Fig. 5: be that expression Arabidopis thaliana plant and wild-type arabidopsis ' chlorophyll content compare
Among the figure, A, B represent wild-type Arabidopis thaliana WT (A) respectively and cross the seedling that expression Arabidopis thaliana plant OL18 (B) grew 16 days on the 1/2MS substratum.C is wild-type Arabidopis thaliana WT and crosses expression Arabidopis thaliana plant OL14, OL18, OL10, OL50 chlorophyll content relatively; Asterisk (* *) represented that expression Arabidopis thaliana plant chlorophyll content was with significantly (the t test of wild-type Arabidopis thaliana WT comparing difference; In the P=0.01 level, n=5).

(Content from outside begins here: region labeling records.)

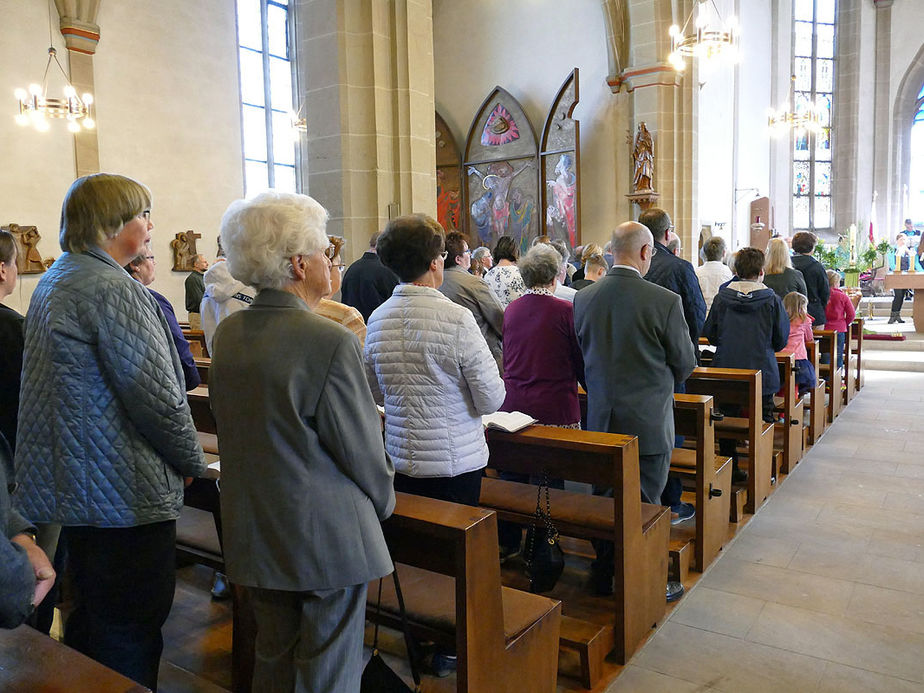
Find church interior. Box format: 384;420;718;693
0;0;924;693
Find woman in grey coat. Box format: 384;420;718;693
209;192;395;693
15;173;205;689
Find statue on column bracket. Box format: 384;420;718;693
626;122;660;211
170;229;202;272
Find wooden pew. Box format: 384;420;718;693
0;626;148;693
813;330;843;424
775;353;805;478
366;493;560;693
671;394;732;582
804;342;828;445
686;367;774;521
183;329;209;357
481;426;670;664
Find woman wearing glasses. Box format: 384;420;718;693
16;173;205;690
314;236;366;349
365;214;505;505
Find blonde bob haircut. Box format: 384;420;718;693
58;173;151;253
764;238;792;274
220;190;330;290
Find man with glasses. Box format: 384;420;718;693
574;221;696;601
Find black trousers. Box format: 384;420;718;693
63;520;176;691
395;469;484;507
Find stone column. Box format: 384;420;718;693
55;0;100;178
295;0;436;259
612;0;699;259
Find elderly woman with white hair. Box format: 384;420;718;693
209;192;395;692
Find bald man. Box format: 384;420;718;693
574;221;696;601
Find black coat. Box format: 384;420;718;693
703;281;789;395
340;250;398;323
792;253;831;327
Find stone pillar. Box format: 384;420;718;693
612;0;699;259
295;0;436;259
55;0;100;178
873;0;902;238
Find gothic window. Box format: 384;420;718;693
237;0;296;195
792;0;836;231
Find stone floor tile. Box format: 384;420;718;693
633;622;824;693
748;603;924;690
671;587;764;638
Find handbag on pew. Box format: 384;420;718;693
526;472;565;594
359;567;420;693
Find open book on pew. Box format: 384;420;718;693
481;411;536;433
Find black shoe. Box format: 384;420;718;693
671;503;696;525
667;580;683;604
212;570;231;599
590;570;613;597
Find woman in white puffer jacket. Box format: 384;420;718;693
365;215;505;505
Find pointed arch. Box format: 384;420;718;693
463;86;541;250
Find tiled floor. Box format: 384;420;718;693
608;371;924;693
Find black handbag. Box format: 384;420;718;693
359;568;420;693
526;472;565;593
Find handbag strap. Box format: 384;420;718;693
390;565;421;693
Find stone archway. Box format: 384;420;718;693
888;46;924;235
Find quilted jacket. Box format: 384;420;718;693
15;248;205;527
365;284;506;477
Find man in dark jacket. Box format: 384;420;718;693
638;207;706;350
0;434;55;628
788;231;831;327
340;231;398;323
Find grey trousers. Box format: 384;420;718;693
249;584;366;693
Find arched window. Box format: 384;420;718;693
237;0;296;195
792;0;837;231
905;85;924;224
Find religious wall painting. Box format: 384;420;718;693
540;68;580;248
464;87;542;251
436;113;463;233
0;224;54;274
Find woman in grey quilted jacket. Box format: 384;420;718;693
15;173;205;689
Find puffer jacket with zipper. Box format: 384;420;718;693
365;284;506;477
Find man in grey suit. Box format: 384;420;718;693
574;221;696;596
209;192;395;693
440;231;504;373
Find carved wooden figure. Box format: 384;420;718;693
170;229;202;272
2;224;54;274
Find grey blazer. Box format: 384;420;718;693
574;267;696;455
440;265;504;368
209;289;395;591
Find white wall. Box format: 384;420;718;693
433;0;632;251
0;0;243;319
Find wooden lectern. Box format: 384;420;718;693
886;272;924;332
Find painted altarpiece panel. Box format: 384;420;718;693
436;113;464;233
463;87;542;253
540;68;581;248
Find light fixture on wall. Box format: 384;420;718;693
668;0;738;72
767;75;825;137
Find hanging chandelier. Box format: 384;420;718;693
668;0;738;72
767;75;825;137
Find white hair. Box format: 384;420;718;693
220;190;330;290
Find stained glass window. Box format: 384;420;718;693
237;0;297;195
792;0;837;231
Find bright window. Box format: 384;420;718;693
792;0;837;231
237;0;297;195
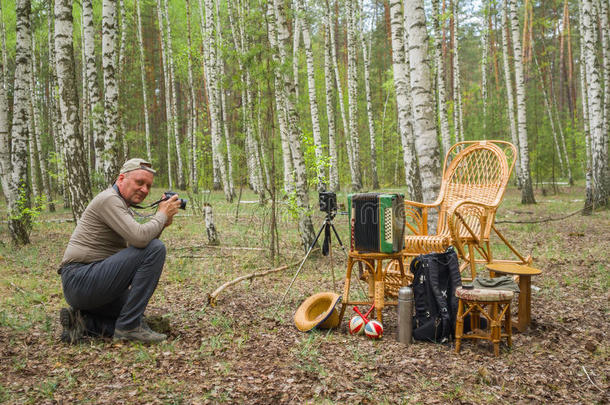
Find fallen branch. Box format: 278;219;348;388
172;244;269;251
581;366;604;392
208;260;301;307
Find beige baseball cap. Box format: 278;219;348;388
119;158;156;174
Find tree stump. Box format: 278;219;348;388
203;203;220;245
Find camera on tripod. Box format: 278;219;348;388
318;191;337;215
161;191;187;210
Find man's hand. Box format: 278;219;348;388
159;194;180;227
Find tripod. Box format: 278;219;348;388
278;210;347;308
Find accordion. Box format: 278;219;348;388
347;193;405;253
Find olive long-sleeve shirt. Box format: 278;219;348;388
60;187;167;267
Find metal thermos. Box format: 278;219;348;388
398;287;413;345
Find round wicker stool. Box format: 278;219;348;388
455;287;514;356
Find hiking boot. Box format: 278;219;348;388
113;322;167;343
59;308;85;344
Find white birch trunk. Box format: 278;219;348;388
0;24;13;201
8;0;32;245
295;0;326;191
326;1;355;186
534;52;567;176
390;0;422;201
101;0;119;184
186;0;196;193
324;21;339;192
214;0;234;197
273;0;315;249
135;0;152;162
82;0;104;173
501;0;522;188
163;0;186;190
28;35;40;199
507;0;536;204
0;2;8;91
157;0;173;190
117;0;129;162
432;0;451;156
32;50;53;207
357;2;379;189
55;0;91;221
204;0;233;201
481;4;491;139
79;12;90;173
346;1;362;191
292;12;302;102
451;0;464;141
578;1;593;215
267;4;295;195
581;0;608;206
600;0;610;195
405;0;441;202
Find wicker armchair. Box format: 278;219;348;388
404;141;531;280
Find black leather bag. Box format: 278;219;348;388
410;247;462;343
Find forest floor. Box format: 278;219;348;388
0;187;610;404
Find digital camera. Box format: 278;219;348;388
163;191;187;210
318;191;337;214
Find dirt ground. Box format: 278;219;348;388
0;189;610;404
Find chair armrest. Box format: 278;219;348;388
447;200;497;257
405;200;440;235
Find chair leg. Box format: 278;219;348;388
339;257;354;322
491;302;501;357
455;298;464;353
504;302;513;347
468;243;477;281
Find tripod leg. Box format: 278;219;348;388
330;222;347;256
277;219;325;308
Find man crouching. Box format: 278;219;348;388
58;159;180;343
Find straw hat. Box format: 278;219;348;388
294;292;341;332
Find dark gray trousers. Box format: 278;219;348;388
61;239;165;336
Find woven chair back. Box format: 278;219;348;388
437;141;516;235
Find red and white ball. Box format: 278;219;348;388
349;315;364;335
364;320;383;339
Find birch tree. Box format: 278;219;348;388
390;0;422;201
0;14;13;201
581;0;608;206
326;0;357;186
32;51;55;212
432;0;451;154
202;0;233;201
481;4;490;139
8;0;32;245
345;1;362;191
157;0;174;189
163;0;186;190
269;0;315;249
0;2;8;91
135;0;152;162
101;0;119;184
502;0;522;188
358;2;379;189
82;0;105;173
324;19;339;192
55;0;91;221
267;3;296;195
507;0;536;204
578;1;594;215
184;0;196;189
451;0;464;142
405;0;441;202
298;0;326;191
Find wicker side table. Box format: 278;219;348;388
339;250;407;322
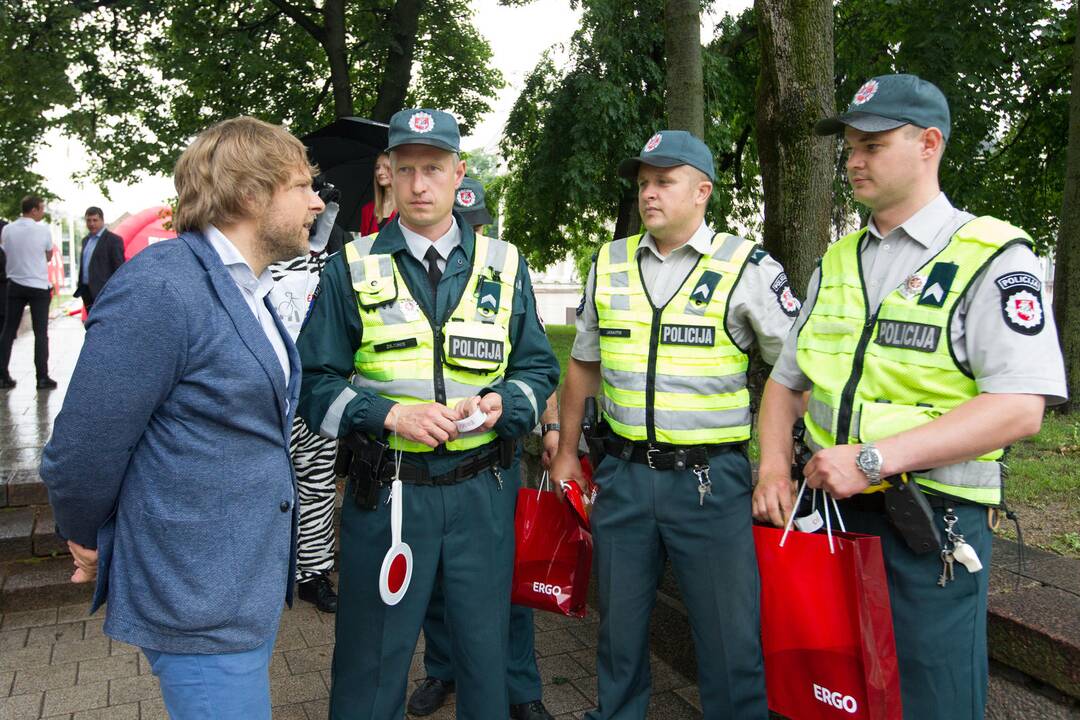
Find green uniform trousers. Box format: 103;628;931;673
833;501;993;720
585;450;768;720
329;463;521;720
423;462;543;705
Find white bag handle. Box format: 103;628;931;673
780;480;848;553
537;471;551;501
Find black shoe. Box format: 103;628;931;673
296;575;337;613
408;678;454;716
510;699;555;720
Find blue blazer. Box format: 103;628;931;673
41;233;300;653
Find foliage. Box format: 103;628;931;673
0;0;502;212
502;0;1075;267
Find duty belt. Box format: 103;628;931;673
378;440;501;486
604;435;746;470
840;487;954;513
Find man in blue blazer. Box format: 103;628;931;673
41;118;323;720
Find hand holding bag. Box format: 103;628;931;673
511;473;593;617
754;481;902;720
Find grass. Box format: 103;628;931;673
548;325;1080;557
1001;412;1080;557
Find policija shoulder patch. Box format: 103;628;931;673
994;272;1047;335
769;272;802;317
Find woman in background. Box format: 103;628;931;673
360;152;397;235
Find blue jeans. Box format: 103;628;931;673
143;636;274;720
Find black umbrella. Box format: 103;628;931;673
300;118;389;232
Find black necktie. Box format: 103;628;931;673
423;245;443;296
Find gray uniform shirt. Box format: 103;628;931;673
570;222;798;365
770;193;1068;405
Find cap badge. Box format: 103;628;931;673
851;80;878;105
458;190;476;207
408;112;435;133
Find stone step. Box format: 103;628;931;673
0;557;94;612
0;505;68;562
0;462;49;507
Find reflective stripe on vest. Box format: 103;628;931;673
797;217;1031;506
595;233;755;445
345;235;518;452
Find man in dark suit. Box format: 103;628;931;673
75;207;124;310
41;118;323;720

Fig. 6: transfer-gen plant (OL14 and OL18) and wild-type plant excised leaf dehydration rate-of-loss of coolant are relatively.A is 3 hours and 6 hours stripped dehydration pictures of blade, and a left side is followed successively by the contrast of wild-type plant, crosses expression plant family OL14, crosses expression plant family OL18 to the right side.B is the stripped rate-of-loss of coolant graphic representation of blade, and * (OL14) or # (OL18) and * * or ## represent the significant difference of transfer-gen plant with wild-type t test under P<0.05 and P<0.01 level respectively.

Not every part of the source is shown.